Eventually the begetter of the icy avalanche reached the crash site caldera. The ground began to quiver and the Aidennians froze where they were, grabbing onto anything that hinted of being stationary.
> The quake intensified, till the leather plants on the desertscape all swayed and thumped together with a low and hollow sound, like bamboo. As the earth temblor reached its peak, a long and high-pitched hissing shriek, like nothing ever heard before, reverberated across the rocking surface. Broken slabs of stone suddenly projected up from the desert’s crust as a fault sundered the plain, splitting it into crumbling sections, then jammed them against one another.
A brilliant aurora splashed like an ocean wave as one edge subsided beneath another; an omen that the planet was dying.

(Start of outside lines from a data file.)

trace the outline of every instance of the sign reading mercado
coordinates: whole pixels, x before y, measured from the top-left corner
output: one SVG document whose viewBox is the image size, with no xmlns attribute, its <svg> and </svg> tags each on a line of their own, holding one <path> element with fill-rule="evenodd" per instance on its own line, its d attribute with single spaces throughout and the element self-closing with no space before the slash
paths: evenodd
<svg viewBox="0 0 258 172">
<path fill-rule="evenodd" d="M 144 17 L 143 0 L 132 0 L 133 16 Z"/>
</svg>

Not waiting for the quake to fade, Capel said suddenly, "Notify all stations. Switch power immediately to launch status. Moela, assume engineering position and bring antigrav thrusters online. Conn, place concussion dampeners on flight configuration and place EmDrive on standby."
Obediently, Moela closed her science station and made the swift move to the sunken operations area of the flight deck and over to the engineering console just on the perimeter of the command apse.
“Life support systems are online,” Dara reported from her quarterdeck console, touching activation controls. “All environmental systems ready for ascent sequence initiation and transition into Space.”
"All stations confirm," Nicraan called back, checking a holoset on his command panel. "Verified, all EVA/ingress/egress hatches secured."
Both males studied the environs out the command-apse’s viewport. During their momentary observation, the clouds increased in amplitude and the rain on the horizon rushed toward them with all its intensity. Dust devils were spinning up everywhere, miniature tornadoes, and funnel clouds spewing dust and debris up into the air. Huge drops of rain hit with perceptible force and streaked down the polytherma panes as if to score their shining surfaces.
"There is a significant temperature rise ---" Moela began but was cut off by her superior.